Hmm. Kim Bruning 16:20, 9 Apr 2004 (UTC)
- given that (at normal viewing distance and resolution) only four bits are actually needed for green, ~3.5 for red, and 2 for blue, suggesting that more bits bit be useful could be misleading. 8 bits per channel is a convenience (as it means some image processing calculations can be done more simply), and the same is true for using floating-point values, but all those extra bits are a bit of an indulgence :-) mfc
Who cares about the human visual system?
- Extra bits are useful for more accurate measurements for scientific purposes.
- Natural lighting can have a massive dynamic range.
- Even if the human eye can only grab a subset of that range, doesn't mean there might not be a reason to record light levels across the entire range (and then later be able to pick out cross-sections from that range to view different parts of our recording).

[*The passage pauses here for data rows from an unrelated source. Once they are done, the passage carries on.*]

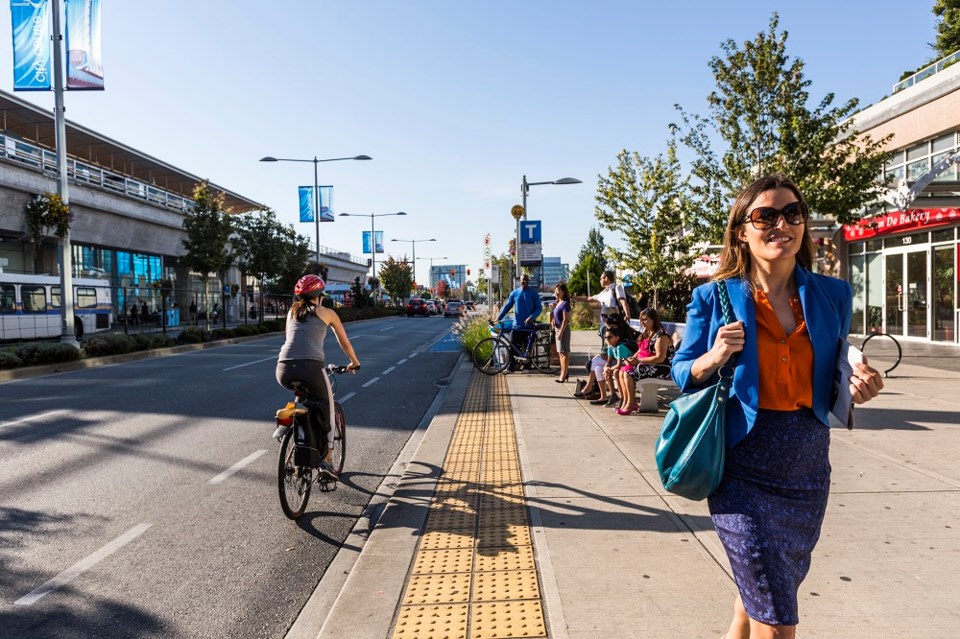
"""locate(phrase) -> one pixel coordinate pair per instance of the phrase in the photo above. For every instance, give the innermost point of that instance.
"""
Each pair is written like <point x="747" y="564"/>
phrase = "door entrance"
<point x="906" y="284"/>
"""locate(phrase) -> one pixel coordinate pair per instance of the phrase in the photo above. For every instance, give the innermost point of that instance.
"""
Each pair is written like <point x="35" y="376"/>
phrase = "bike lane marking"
<point x="246" y="461"/>
<point x="32" y="418"/>
<point x="250" y="363"/>
<point x="81" y="566"/>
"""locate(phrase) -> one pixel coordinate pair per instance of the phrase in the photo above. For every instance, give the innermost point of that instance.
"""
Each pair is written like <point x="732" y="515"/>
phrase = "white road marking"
<point x="250" y="363"/>
<point x="249" y="459"/>
<point x="81" y="566"/>
<point x="49" y="413"/>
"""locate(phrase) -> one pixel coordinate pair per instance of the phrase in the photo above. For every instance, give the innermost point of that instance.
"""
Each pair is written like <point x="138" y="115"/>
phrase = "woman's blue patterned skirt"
<point x="769" y="507"/>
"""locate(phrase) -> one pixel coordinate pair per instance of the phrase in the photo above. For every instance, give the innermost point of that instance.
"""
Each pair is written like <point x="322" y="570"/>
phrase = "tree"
<point x="396" y="277"/>
<point x="591" y="263"/>
<point x="948" y="26"/>
<point x="760" y="110"/>
<point x="208" y="228"/>
<point x="644" y="200"/>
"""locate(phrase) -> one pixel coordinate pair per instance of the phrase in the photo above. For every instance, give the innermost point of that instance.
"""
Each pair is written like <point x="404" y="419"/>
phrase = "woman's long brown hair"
<point x="735" y="259"/>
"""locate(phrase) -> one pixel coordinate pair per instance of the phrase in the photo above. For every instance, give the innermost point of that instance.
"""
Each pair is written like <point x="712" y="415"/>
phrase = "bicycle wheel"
<point x="293" y="481"/>
<point x="491" y="356"/>
<point x="541" y="357"/>
<point x="339" y="439"/>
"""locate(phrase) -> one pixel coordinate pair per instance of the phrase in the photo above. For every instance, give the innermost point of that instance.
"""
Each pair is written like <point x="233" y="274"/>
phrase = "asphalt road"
<point x="110" y="525"/>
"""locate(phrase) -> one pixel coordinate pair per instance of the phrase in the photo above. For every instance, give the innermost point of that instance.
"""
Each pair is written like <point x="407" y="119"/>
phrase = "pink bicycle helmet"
<point x="309" y="286"/>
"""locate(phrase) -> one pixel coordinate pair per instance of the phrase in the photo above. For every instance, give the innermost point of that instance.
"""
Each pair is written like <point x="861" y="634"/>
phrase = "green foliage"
<point x="948" y="26"/>
<point x="104" y="344"/>
<point x="47" y="211"/>
<point x="9" y="359"/>
<point x="643" y="199"/>
<point x="396" y="277"/>
<point x="760" y="110"/>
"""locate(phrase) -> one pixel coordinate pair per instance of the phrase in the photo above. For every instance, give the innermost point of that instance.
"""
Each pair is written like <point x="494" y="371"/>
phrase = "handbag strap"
<point x="728" y="318"/>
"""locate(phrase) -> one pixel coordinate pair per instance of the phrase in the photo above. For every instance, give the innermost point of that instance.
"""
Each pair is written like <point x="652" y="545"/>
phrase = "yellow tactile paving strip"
<point x="474" y="575"/>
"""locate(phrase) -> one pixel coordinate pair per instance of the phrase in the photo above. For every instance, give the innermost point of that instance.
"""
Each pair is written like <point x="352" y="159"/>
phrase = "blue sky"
<point x="455" y="101"/>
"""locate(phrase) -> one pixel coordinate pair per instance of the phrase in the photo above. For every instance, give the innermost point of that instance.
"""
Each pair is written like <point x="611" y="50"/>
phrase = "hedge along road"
<point x="139" y="499"/>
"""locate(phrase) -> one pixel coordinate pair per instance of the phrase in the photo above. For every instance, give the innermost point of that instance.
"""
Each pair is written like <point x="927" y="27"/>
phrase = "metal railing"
<point x="927" y="71"/>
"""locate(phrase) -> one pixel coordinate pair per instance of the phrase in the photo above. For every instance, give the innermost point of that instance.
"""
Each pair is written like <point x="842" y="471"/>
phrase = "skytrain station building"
<point x="128" y="210"/>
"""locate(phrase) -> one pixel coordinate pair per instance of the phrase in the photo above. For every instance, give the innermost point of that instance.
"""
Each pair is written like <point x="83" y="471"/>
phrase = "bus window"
<point x="86" y="297"/>
<point x="34" y="299"/>
<point x="8" y="299"/>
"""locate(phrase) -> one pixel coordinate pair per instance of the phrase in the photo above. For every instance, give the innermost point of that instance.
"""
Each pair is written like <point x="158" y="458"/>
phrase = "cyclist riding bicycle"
<point x="301" y="356"/>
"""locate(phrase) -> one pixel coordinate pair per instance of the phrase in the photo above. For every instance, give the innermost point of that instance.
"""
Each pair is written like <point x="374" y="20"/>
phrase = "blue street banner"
<point x="326" y="204"/>
<point x="366" y="241"/>
<point x="84" y="50"/>
<point x="32" y="69"/>
<point x="306" y="203"/>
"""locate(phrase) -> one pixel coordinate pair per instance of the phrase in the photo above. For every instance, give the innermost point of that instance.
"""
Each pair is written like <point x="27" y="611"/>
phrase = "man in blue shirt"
<point x="526" y="306"/>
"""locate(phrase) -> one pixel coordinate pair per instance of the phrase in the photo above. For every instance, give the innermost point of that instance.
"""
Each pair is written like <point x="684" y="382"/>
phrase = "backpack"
<point x="633" y="305"/>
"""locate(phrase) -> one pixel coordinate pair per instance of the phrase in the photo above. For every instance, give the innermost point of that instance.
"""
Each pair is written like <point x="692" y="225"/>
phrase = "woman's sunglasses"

- Have you ever noticed how many rendered images look so flat? This is especially true of "outside pictures".It'd help if those rays actually were traced at a higher color-depth. You could then select your viewing pane coordinates in color space* as well as euclidian space. This would be akin to setting the light sensitivity (ISO value && partially also diafragma) on your virtual camera. (Hmm, I'd actually have to look up to see if some renderers don't already do that.)
- When editing in the colorspace of a photo, sometimes I just run out of bits! Arrrgh, bother, time to retake that photo. If the camera had just been able to record at just a little more colordepth , I could have managed. (This is related to my hard-disk always having juust too little space for those images to fit too. :-P )
- Fortunately, some cameras already have a raw output format at 16 bits per channel. :-) Unfortunately these are almost always proprietary. :-(
Hope this gives a bit of an idea why a larger color-space might be useful. :-) Kim Bruning 18:55, 9 Apr 2004 (UTC)
* in a way that would actually be meaningful.